Weill-Cornell

Author Of 1 Presentation

Imaging Poster Presentation

P0559 - Cluster Analysis discriminates Multiple Sclerosis Patients based on Lesion Size and Myelin Content (ID 1884)

Speakers
Presentation Number
P0559
Presentation Topic
Imaging

Abstract

Background

Clinical heterogeneity among patients with multiple sclerosis (MS) may be driven by genetic and environmental influences that lead to distinctive MRI features.

Objectives

Our objective was to utilize a cluster analysis to determine the variability of quantitative MRI features among a cohort of MS patients and examine the ability of these imaging features to discriminate patients by clinical disability.

Methods

Ninety-six relapsing remitting MS patients and 7 patients with progressive MS underwent Fast Acquisition with Spiral Trajectory and T2prep (FAST-T2) sequence, for myelin water fraction (MWF) analysis, and conventional MRI for measures of lesion volume, cortical thickness and thalamic volume. An agglomerative hierarchical clustering algorithm was implemented using lesion level MRI features selected from a Principal Component Analysis (PCA). The final clusters were selected by implementing a comprehensive validation method based on several unsupervised statistical learning techniques. Matched cluster groups with statistically significant clinical covariates (i.e. age and disease duration) were analyzed based on propensity scores.

Results

A total of 1691 chronic MS lesions were identified among the 103 MS patients. Mean patient age was 44.4 (+/- 11.9) years, disease duration was 10.5 (+/- 8.3) years, and expanded disability status scale (EDSS) was 2.2 (+/- 2.0). PCA demonstrated lesion MWF and volume distributions characterized by 25th, 50th and 75th percentiles account for 87% of the total variability. The hierarchical clustering confirmed two distinct patient clusters. The variables in order of importance were individual lesion median MWF, MWF 25th, MWF 75th, volume 75th percentiles, median individual lesion volume, and total lesion volume (all p-values < 0.000001). Cortical thickness and thalamic volume were significant but less important on cluster discrimination.
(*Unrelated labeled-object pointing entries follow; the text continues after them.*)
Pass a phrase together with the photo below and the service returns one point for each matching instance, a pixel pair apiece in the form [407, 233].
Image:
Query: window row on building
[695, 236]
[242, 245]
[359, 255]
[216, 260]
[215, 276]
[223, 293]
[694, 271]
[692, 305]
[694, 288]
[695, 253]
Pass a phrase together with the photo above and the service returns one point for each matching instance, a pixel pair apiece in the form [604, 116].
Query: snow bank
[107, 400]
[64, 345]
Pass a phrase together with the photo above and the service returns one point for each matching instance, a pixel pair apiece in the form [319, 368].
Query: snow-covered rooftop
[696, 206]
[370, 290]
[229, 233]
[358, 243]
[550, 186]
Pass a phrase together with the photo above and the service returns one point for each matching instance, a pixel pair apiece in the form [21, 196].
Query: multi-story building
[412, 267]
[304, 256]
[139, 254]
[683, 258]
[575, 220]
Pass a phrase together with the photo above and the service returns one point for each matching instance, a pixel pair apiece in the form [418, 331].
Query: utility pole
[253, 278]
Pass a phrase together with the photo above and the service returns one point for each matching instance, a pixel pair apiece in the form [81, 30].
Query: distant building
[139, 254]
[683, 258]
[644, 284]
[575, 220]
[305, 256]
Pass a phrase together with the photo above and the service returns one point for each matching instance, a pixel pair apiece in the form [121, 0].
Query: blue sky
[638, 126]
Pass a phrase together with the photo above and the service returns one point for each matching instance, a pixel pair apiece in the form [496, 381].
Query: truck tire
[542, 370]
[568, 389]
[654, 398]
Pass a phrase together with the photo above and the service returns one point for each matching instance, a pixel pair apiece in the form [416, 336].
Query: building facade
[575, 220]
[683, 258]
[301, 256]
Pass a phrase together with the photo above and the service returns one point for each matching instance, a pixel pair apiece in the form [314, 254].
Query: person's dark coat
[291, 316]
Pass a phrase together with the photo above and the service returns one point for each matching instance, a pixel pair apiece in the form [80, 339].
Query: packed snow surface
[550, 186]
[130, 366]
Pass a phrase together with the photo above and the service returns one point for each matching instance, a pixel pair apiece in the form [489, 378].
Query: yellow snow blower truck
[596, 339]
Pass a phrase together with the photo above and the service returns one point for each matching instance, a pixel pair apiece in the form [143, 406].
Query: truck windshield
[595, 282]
The clustering MRI features discriminated patients based upon EDSS, p=0.0016 at the time of MRI and maintained EDSS difference at five years (n=72), p=0.0016.

Conclusions

The size and extent of demyelination among individual lesions discriminated MS patients into two MRI lesion-based clusters and was associated with clinical disability. These results suggest an inherent difference among patients with regard to lesion pathology and repair.